On Oct 18, 2006, at 8:03 PM, David Balmain wrote:
For Ruby I can use the make alternative rake. But I'm thinking about
Ferret at the moment.
Forgive me, I don't understand why you make the distinction in that
sentence between "Ruby" and "Ferret". Is there a reason you could
use rake with Lucy but not Ferret?
I can spec extra flags to CBuilder's compile() function if turns out
to be necessary. However, CBuilder, by default, passes the same set
of flags that were used when compiling the Perl executable (which are
archived, along with a zillion other settings from Perl's Configure
script, in the Config module). On a RedHat 9 box I have access to,
those flags include -D_LARGEFILE_SOURCE and -D_FILE_OFFSET_BITS=64,
and I'm assuming that other Perl installations where LFS isn't the OS
default also spec flags rather than defining macros within individual
source files.
Unfortunately these values are defined as macros in Ruby.
Could we build a custom Charmonizer probe for Ruby then?
static char ruby_largefiles_code[] = METAQUOTE
#include "ruby.h" /* or whatever the file is */
#include "_charm.h";
int main() {
Charm_Setup;
printf("%d", (int)sizeof(off_t));
return 0;
}
METAQUOTE;
Any reason the native language needs to support LFS? If all access to
the index files is through Lucy, it shouldn't matter right?
There's two levels of support we need to consider: whether the host
language was compiled using LFS, and whether LFS is available at
all. I definitely want to avoid supporting systems that can't deal
with large files at all because I don't want to have to think about
how many bytes a file pointer might have every time I see one. File
pointers in Lucy should be 64-bit integers. Period.

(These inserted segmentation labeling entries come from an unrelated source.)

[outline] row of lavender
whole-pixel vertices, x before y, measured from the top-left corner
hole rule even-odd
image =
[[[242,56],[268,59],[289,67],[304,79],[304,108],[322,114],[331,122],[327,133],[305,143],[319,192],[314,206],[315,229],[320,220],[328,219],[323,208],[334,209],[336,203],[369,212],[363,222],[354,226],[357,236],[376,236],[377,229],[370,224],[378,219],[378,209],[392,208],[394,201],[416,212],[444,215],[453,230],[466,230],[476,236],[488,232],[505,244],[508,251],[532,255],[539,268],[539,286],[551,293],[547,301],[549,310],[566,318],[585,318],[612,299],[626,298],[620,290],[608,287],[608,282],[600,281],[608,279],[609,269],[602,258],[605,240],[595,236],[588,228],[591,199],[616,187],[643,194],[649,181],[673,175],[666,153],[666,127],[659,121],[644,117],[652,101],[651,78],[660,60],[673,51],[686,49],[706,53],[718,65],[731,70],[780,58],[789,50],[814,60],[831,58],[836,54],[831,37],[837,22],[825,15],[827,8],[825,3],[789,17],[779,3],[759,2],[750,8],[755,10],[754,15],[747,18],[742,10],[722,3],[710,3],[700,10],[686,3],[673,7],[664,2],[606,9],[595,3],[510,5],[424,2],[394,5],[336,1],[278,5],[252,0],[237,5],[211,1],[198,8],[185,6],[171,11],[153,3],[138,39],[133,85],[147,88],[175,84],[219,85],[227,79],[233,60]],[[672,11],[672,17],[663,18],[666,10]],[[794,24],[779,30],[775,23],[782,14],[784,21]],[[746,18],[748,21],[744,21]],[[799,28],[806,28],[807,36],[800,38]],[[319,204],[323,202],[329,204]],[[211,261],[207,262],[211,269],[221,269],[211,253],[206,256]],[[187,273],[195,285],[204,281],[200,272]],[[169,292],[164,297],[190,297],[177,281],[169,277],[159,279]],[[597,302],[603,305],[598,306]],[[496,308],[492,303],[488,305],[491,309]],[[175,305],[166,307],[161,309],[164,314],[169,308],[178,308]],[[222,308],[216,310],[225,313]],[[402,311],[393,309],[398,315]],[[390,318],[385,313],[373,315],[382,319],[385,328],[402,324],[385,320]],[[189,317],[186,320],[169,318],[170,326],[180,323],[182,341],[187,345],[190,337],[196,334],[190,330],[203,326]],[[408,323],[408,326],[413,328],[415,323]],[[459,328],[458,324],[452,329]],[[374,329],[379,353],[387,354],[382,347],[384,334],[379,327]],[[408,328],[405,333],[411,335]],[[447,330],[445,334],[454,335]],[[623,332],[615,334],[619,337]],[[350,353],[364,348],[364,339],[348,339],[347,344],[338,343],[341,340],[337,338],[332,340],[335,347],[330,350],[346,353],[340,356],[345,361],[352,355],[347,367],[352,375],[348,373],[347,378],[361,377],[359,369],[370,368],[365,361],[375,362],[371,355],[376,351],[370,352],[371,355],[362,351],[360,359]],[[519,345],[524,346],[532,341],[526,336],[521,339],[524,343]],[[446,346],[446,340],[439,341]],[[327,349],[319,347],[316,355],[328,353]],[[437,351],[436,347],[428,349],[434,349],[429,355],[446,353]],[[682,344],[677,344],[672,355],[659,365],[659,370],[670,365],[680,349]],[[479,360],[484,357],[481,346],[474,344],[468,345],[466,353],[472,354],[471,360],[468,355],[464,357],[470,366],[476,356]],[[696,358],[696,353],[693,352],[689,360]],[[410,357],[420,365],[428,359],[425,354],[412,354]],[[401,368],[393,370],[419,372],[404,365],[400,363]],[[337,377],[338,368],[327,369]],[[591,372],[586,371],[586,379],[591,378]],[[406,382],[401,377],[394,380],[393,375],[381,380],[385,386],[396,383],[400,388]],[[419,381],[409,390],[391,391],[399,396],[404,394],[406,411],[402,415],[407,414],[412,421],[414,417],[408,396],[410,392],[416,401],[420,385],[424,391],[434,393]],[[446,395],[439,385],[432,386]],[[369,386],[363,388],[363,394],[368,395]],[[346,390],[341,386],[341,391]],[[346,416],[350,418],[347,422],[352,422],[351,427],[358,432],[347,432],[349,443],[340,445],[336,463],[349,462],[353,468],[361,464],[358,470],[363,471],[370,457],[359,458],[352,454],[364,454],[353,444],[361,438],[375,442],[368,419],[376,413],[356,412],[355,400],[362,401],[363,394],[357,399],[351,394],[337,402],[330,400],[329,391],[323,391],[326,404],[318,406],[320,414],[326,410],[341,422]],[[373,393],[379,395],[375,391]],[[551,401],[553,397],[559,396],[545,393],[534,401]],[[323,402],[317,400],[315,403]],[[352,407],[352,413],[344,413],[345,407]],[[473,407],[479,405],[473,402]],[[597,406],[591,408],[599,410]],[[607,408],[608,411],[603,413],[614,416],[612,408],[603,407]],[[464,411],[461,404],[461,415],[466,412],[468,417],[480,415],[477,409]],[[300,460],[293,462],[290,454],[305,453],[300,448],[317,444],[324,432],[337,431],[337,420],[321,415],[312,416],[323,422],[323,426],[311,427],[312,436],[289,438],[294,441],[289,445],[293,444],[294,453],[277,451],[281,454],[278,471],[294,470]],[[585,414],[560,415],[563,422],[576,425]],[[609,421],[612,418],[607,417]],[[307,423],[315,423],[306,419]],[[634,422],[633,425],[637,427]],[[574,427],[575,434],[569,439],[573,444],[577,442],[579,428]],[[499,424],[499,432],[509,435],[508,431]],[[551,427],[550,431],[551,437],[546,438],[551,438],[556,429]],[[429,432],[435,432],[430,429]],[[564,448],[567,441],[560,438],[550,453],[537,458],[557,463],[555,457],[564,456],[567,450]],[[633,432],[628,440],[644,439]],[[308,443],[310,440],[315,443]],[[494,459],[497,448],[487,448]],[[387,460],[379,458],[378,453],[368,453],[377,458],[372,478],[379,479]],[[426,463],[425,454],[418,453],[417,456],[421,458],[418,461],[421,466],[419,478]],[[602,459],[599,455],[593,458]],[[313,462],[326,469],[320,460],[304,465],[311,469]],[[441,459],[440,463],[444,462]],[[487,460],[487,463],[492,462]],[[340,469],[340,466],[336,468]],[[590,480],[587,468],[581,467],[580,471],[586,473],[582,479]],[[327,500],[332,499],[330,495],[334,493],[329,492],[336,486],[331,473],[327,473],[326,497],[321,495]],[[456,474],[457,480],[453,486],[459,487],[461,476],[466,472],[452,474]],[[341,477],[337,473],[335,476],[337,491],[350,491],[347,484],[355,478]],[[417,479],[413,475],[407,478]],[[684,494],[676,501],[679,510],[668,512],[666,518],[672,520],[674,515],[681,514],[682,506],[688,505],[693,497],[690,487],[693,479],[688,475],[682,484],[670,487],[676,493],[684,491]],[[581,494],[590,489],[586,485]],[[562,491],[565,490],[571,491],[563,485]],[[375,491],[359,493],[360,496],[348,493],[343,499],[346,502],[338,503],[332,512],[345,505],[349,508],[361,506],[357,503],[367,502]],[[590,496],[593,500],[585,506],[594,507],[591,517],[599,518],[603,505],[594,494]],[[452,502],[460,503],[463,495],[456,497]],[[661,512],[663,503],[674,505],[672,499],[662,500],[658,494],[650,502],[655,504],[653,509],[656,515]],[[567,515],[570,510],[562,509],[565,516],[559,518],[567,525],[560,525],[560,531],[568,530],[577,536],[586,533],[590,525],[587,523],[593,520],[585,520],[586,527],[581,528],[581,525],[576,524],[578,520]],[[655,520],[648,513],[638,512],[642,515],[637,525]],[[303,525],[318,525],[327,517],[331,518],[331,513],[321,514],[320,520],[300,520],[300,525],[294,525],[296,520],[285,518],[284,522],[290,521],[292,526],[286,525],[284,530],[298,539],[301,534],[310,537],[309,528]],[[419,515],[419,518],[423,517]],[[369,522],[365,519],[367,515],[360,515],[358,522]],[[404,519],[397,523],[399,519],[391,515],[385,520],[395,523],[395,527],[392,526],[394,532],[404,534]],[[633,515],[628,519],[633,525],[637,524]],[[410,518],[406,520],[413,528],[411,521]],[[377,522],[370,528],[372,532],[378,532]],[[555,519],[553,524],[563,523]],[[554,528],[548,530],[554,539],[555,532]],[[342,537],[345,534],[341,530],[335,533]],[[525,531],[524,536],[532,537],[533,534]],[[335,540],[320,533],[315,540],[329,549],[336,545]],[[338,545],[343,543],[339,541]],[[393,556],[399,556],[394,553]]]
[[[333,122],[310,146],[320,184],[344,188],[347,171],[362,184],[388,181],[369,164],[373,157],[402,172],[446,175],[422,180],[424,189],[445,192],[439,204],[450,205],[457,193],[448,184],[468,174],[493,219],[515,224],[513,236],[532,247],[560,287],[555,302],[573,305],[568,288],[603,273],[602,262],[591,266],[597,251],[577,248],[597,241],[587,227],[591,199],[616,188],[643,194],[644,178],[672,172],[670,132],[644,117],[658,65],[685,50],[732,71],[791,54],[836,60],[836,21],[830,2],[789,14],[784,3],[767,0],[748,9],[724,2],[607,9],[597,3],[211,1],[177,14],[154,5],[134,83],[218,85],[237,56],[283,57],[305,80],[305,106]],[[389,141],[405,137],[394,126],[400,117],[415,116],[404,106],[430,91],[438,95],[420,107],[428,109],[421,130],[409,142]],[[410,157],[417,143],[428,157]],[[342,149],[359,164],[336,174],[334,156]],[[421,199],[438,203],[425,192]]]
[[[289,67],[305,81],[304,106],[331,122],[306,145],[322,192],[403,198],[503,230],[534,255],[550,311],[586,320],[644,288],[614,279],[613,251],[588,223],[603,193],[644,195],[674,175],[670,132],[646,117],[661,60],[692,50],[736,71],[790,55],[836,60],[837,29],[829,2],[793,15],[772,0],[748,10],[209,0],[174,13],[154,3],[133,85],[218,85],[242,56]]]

As for the the case where the host language may not support LFS, we
might get away with it, but I'm not a big fan of the idea, because
LFS bugs are really hard to test for and only bite you when you've
already got a lot going on. And stuff can hide in funny places like
that stat() call example.
We should make Charmonizer's implementation fail-safe, regardless.
We can add a LargeFiles_try_macros() function which adds those
#defines to the probe code. We can start off just with
_LARGEFILE_SOURCE and _FILE_OFFSET_BITS=64, getting into the more
esoteric #defines if we get failure reports.
How many Ruby installs are there without LFS? I'd be shocked if
there were more than a handful of old and decrepit ones. Should we
support old versions? I don't think Ferret is, and I'd prefer not
to. KinoSearch supports only Perl 5.8.3 and later.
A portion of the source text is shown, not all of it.